Aggression in Horses
Dr. Linda Aronson
Aggression is a natural and necessary trait for horses. It has enabled them, over many generations, to fend off predators, protect their young and maintain the integrity of their bands. While horses are not generally territorial, protection of food and other valued items does occur in domestic horses. In addition, humans have selected aggressive horses to be bred for war. To this day, certain breeds and lines of horses are far more aggressive than others. Mime bite – a head swing with the neck extended and a slightly opened mouth or nipping, directed towards the adversary's forelegs, head, shoulder or chest
For an animal, like the horse, that relies on his speed and endurance to escape prey species, fighting is a potentially life-threatening proposition, even for the victor. Injuries sustained during fighting can debilitate a horse to the extent that he becomes easy prey the next time. It also inhibits finding adequate food and water or from keeping up with his herd. For this reason the horse, like most other species, has developed a panoply of behaviors and expressions to convey his intentions to other horses so that actual fights can be avoided.
Many of the problems humans encounter in dealing with horses or other species could be avoided if we learned to recognize what they were "saying" to us. We will examine signs of aggression, dominance and submission in the horse, as well as the types of aggression seen in horses that stem from natural behaviors. Finally, we will look at physiological problems that can cause horses to act aggressively.
What is He Saying?
The horse is superbly equipped for visual communication, which is probably the primary mode for expressing feelings. The first clue to his level of excitement comes from his posture. In most situations, either both his head and tail will be up or they will be down. Rarely do the two extremes of his anatomy move in opposite directions. With increasing excitement, both head and tail tend to become higher. The submissive horse has a lowered head and tail and he will seem to be trying to slink along as low to the ground as he can. The more aggressive and dominant a horse feels, the higher the tail and head will be carried and the more confident he will appear. A somewhat elevated head, with a tucked or partially raised tail, may accompany a defensive threat. However, a sleepy horse will drop his head and tail, while a horse that is excited, eager to check out a new environment, or one that is moving at a faster pace than a walk, will also have an elevated head and tail carriage, so context is also important in judging posture.
The next set of clues to a horse's mood come from his facial expression, particularly the movements of his ears, mouth and nose. There are 13 pairs of muscles adjusting the position of each ear and 10 pairs moving the nostrils, mouth and lips. The aggressive horse's ears are laid back against his head, pushed flat against the skull. His eyes will be wide open and generally focused on the object of aggression, his body lining up to follow the forward-facing eyes. His nostrils will also be dilated drawing in air in case he is called upon to take further action. His mouth may be open and if he intends to bite, or threatens to do so, the incisor (front) teeth will be seen. If a bite or bite threat is being made, the head will drop and be extended – giving the neck a snake-like appearance.
The submissive horse's ears tend to spread out to the side or they are held backwards but not pinned against the head. In young horses in particular, a behavior that is usually described as jaw snapping signals submission. The head is extended with the mouth open and the lips drawn back. The jaws are then opened and closed, usually without the lips or teeth making contact. There may be a slight sucking sound as the tongue hits the roof of the mouth. This appeasing behavior has been variously described as either a ritualized grooming or eating display, both of which could be construed as calming, non-aggressive gestures.
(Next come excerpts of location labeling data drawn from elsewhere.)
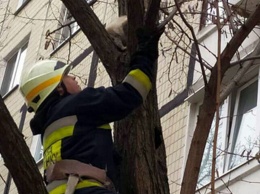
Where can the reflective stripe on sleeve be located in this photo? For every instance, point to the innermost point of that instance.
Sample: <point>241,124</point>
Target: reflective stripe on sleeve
<point>61,188</point>
<point>58,135</point>
<point>65,121</point>
<point>140,81</point>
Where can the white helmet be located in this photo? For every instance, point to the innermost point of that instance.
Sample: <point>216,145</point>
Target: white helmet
<point>41,80</point>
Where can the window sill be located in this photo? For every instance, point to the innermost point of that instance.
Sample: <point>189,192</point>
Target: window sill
<point>233,176</point>
<point>21,7</point>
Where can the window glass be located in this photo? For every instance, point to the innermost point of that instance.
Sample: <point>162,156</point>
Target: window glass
<point>13,70</point>
<point>206,164</point>
<point>20,3</point>
<point>245,138</point>
<point>238,136</point>
<point>70,26</point>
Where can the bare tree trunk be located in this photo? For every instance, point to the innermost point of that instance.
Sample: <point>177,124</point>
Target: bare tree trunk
<point>17,156</point>
<point>208,108</point>
<point>143,168</point>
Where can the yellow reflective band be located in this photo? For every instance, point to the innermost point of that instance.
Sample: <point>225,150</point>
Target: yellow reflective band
<point>105,126</point>
<point>140,81</point>
<point>58,135</point>
<point>141,77</point>
<point>52,154</point>
<point>82,184</point>
<point>42,86</point>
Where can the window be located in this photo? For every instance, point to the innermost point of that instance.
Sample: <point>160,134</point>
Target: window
<point>21,4</point>
<point>69,24</point>
<point>209,12</point>
<point>238,136</point>
<point>244,132</point>
<point>13,70</point>
<point>36,148</point>
<point>206,164</point>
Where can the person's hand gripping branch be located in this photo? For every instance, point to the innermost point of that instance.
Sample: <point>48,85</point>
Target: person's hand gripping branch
<point>147,50</point>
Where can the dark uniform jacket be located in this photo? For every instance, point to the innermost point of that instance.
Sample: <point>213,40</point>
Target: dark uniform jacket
<point>77,126</point>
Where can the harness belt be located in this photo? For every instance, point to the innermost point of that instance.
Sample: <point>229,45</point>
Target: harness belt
<point>76,173</point>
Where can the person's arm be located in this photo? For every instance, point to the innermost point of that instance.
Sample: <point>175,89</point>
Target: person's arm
<point>105,105</point>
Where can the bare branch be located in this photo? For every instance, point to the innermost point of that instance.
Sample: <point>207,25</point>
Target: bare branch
<point>195,41</point>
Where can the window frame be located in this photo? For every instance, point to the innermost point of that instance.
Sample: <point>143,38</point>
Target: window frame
<point>231,140</point>
<point>228,131</point>
<point>10,79</point>
<point>21,4</point>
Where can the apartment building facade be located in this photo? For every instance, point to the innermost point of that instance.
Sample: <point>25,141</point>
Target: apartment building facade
<point>30,32</point>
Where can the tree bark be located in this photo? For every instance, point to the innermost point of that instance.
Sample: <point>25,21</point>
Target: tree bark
<point>138,137</point>
<point>17,156</point>
<point>208,108</point>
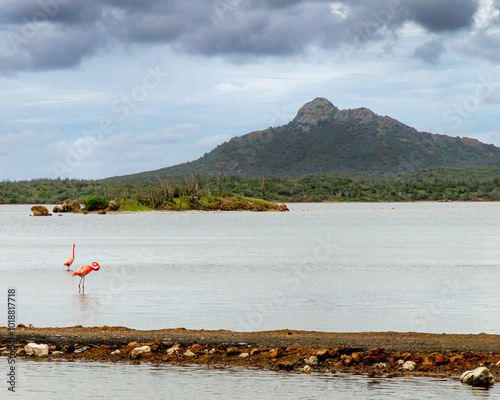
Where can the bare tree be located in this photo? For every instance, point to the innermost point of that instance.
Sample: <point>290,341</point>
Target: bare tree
<point>220,182</point>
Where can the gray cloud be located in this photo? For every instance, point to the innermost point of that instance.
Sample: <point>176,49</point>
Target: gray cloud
<point>430,52</point>
<point>443,15</point>
<point>68,31</point>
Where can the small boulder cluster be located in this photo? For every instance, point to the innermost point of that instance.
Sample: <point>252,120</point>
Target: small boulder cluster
<point>376,361</point>
<point>71,207</point>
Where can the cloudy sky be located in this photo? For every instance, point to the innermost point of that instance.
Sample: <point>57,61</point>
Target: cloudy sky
<point>99,88</point>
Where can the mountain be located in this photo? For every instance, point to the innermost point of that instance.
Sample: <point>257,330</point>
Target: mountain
<point>324,139</point>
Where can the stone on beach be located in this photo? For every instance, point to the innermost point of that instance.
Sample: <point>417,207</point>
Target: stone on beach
<point>306,369</point>
<point>68,206</point>
<point>313,360</point>
<point>189,353</point>
<point>40,211</point>
<point>409,365</point>
<point>38,350</point>
<point>480,376</point>
<point>138,351</point>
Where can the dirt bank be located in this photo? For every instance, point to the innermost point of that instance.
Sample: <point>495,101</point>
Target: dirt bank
<point>367,352</point>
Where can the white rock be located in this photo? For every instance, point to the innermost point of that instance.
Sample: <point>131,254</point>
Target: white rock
<point>313,360</point>
<point>81,350</point>
<point>306,369</point>
<point>409,365</point>
<point>480,376</point>
<point>140,350</point>
<point>39,350</point>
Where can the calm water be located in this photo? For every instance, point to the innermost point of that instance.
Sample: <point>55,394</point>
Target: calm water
<point>428,267</point>
<point>63,380</point>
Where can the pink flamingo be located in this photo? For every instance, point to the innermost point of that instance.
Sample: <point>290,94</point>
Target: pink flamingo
<point>84,270</point>
<point>70,260</point>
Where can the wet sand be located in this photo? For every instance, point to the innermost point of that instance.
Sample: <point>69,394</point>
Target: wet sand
<point>376,353</point>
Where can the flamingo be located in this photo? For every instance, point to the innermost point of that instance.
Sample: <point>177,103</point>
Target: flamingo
<point>70,260</point>
<point>84,270</point>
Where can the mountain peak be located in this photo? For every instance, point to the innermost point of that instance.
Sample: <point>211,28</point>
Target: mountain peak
<point>319,109</point>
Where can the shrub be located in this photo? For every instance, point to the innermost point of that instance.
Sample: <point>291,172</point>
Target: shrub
<point>96,203</point>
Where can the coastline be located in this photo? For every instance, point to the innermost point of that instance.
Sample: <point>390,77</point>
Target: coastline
<point>376,353</point>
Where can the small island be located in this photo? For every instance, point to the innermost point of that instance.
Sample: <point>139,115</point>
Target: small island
<point>100,205</point>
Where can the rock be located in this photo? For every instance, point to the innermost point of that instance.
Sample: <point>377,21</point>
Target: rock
<point>374,352</point>
<point>189,353</point>
<point>113,206</point>
<point>39,350</point>
<point>306,369</point>
<point>409,365</point>
<point>68,206</point>
<point>232,351</point>
<point>138,351</point>
<point>480,376</point>
<point>254,351</point>
<point>456,358</point>
<point>40,211</point>
<point>322,354</point>
<point>428,360</point>
<point>313,360</point>
<point>282,207</point>
<point>347,360</point>
<point>286,365</point>
<point>439,359</point>
<point>81,350</point>
<point>275,353</point>
<point>69,348</point>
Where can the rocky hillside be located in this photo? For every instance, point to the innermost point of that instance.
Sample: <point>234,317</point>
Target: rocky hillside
<point>324,139</point>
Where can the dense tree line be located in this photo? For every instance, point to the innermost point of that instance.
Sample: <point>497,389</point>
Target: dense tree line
<point>426,185</point>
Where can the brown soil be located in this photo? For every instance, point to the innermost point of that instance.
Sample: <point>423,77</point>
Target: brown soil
<point>377,353</point>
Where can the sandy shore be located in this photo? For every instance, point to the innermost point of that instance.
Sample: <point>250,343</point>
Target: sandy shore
<point>377,353</point>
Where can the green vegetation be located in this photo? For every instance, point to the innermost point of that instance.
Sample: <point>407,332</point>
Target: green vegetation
<point>208,192</point>
<point>96,203</point>
<point>325,140</point>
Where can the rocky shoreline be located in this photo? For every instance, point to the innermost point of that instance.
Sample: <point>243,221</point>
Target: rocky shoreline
<point>375,353</point>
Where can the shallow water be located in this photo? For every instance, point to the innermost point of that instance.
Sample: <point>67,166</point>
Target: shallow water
<point>430,267</point>
<point>63,380</point>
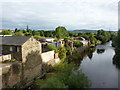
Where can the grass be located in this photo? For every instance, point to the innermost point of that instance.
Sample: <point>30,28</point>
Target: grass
<point>63,75</point>
<point>7,61</point>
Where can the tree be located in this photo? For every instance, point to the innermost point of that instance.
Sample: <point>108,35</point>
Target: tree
<point>19,34</point>
<point>35,33</point>
<point>61,32</point>
<point>6,32</point>
<point>77,43</point>
<point>62,53</point>
<point>68,50</point>
<point>103,36</point>
<point>52,47</point>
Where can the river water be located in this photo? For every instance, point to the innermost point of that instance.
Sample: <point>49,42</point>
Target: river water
<point>100,68</point>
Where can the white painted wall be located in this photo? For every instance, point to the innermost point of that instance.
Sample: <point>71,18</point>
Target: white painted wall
<point>47,56</point>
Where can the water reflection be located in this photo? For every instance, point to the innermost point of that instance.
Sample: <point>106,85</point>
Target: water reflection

The tail can also tell us a lot about a horse's intentions. The dock of the tail is tensed in the aggressive horse so that the tip of the tail flows further out behind as the tail itself is raised. If the horse is slashing his tail forcefully from side to side, or even more dramatically up and down, there is a good chance he will kick or lash out. This contrasts to the more leisurely tail swishing associated with brushing off flies.
Other signals that can help us judge a horse's intentions would include the way he orients his body. If he turns his quarters towards the object of his attention, or pushes at it with his shoulder, this would indicate either a dominant display or mild aggression. A submissive horse will try and scoot his lowered quarters away from the other animal or human. The tail will tuck under and the hindquarters will drop, while the head will deflect to the side so he is not looking directly at the other animal. If possible, the submissive horse will probably try to back away slowly. As aggressive displays intensify, a horse will:
Start striking – raising one or both forelegs off the ground or stamping hard - pounding his feet on the ground
Kick – vigorous tail switching accompanied by lifting one or both hind legs and extending both hind feet out behind.
At this level, it is clear from the lack of effort behind the motion that the movements are threats rather than intentional attacks. As antagonism increases, these movements will become more forceful.
In general, auditory behaviors tell us more about the level or arousal/excitement of the horse and less about his aggressive tendencies. Certainly high-pitched squeals may accompany aggressive displays or attacks, while throaty low-pitched nickers would be more appropriate for the horse that wishes to appease others.